Thursday, August 03, 2017

Queering the State



I just finished reading Dennis Altman and Jonathan Symons book Queer WarsTheir book interrogates the problems of queer movements in an international arena. They look at the rise of queer rights across the Western world and the concurrent rise in anti-gay movements in other parts of the world to understand how the issues of colonialism, nationalism and imperialism are intertwined. The raise interesting questions about how the queer international operates and how as a colonial force it creates opposition. 

I have written before how I have always been wary about nationalism. A relatively new historical phenomena, the basis of the nation-state has always been its own propagation. This includes  paternalist and protectionist policies implemented to ensure its own survival. Because nation-states seek to continue their existence from one generation to the next they strive to ensure that heterosexuality and heteronormative behaviours are 
enshrined in the ideals of the state to ensure the citizens of the state reproduce themselves in order for the state itself to survive. 

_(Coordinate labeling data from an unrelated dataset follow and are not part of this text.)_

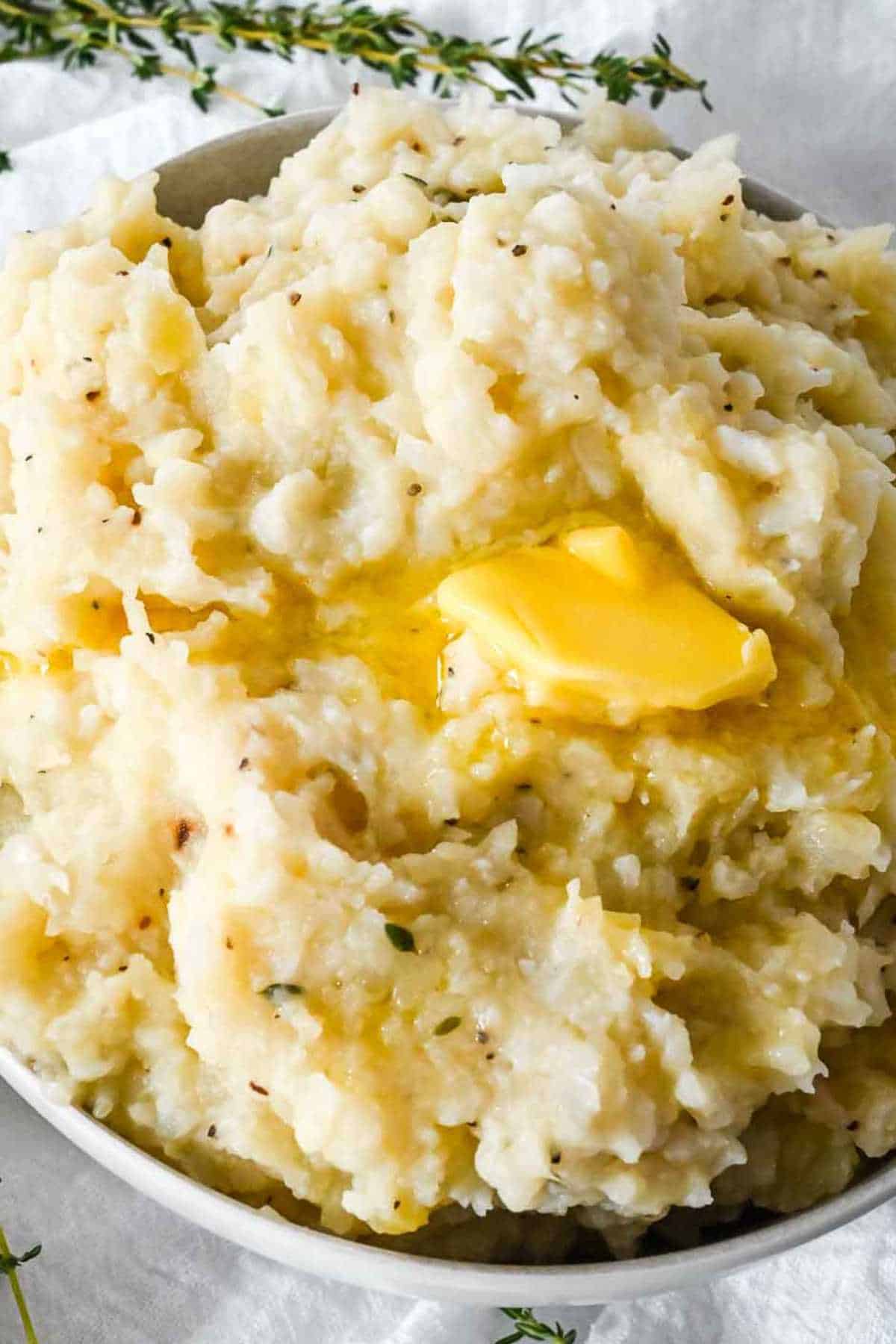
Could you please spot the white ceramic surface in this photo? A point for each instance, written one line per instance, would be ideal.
(240, 166)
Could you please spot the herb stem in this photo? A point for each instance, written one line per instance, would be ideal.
(391, 40)
(16, 1292)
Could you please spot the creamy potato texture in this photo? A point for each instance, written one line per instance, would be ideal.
(302, 885)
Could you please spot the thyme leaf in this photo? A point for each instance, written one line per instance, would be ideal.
(156, 38)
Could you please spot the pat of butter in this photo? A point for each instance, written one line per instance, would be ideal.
(593, 628)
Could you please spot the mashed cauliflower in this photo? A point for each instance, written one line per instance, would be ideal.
(296, 887)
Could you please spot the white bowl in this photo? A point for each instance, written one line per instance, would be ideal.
(240, 166)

Thinking about nation-states in this way makes them seem almost alive. Like giant hives created by the citizens that are at the state's beck and call. In this way citizens serve the state and not the other way around. Indeed, a lot of dystopic fiction looks at states this way and maybe they are alerting us to an inherent problem in the concept of nationalism. Too often the survival of the state, its future results in policies which deny those who do not live up to its ideals the right to continue. All one need think of are the homophobic policies enacted during the Cold War. 

We need a way of organizing ourselves that is not contingent on the flaws idea of the nation-state. They have run their course and need to be shelved leaving space for a world in  which each of us can determine our own fates, challenging norms without risking our lives. We need to dismantle not only the idea of nationalism, but all the -isms that go along with it and support it. We need a queer politics that embraces diversity in all its forms.